In the past, no one expected Bradley, which has been part of Lifespan for 20 years, to educate children. The focus in the past was on “taking care of their behavior,” said Sachs, who lauded Radka and his team. Bradley Schools, with a wide age range of students in any classroom, said Radka, have invested heavily in computer-based curricula to enable students to advance at their own pace.

“We’ve seen tremendous results in the past three or four years,” said Radka. “We used to have a zero percent return on [completed] homework; now some 85 percent [of students] are going home and working on their own – without instruction from us to do so.”

What could make these outpatient systems even better?

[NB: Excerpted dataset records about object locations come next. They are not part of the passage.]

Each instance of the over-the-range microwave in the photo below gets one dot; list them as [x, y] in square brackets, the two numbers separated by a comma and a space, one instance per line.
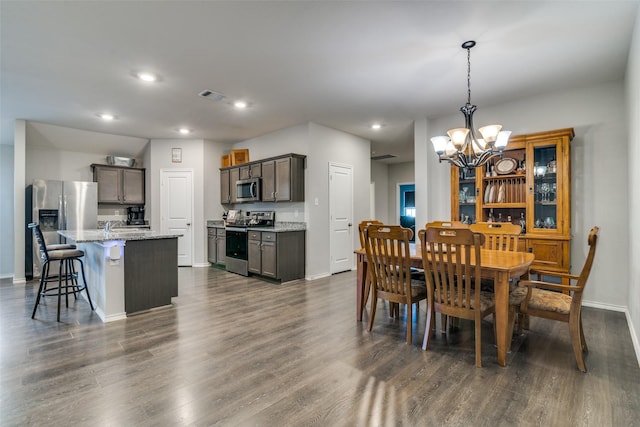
[248, 190]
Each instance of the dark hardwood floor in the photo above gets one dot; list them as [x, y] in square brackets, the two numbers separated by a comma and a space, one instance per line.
[237, 351]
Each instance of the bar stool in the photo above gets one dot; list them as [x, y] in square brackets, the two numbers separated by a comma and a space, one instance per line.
[66, 255]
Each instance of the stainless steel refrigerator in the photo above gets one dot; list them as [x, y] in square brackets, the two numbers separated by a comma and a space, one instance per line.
[57, 205]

Tele-medicine, asserted Sachs and Radka, would allow pediatricians and school psychologists to consult readily with mental health providers, who could also talk with kids in crisis screen to screen. Rhode Island is “the worst in the country” for tele-medicine, said Sachs.

Ask pediatricians what their top 10 needs are, and six of them will be around behavioral health, he added.

With ongoing dramatic changes in health care, Sachs predicted that population health management is the wave of the future, whereby Lifespan, for example, will be allocated a fixed sum of money to manage a population’s medical and behavioral health needs. That would encourage creative approaches to preventive health and addressing issues as early as possible, rather than during a crisis, which is the most expensive, he said.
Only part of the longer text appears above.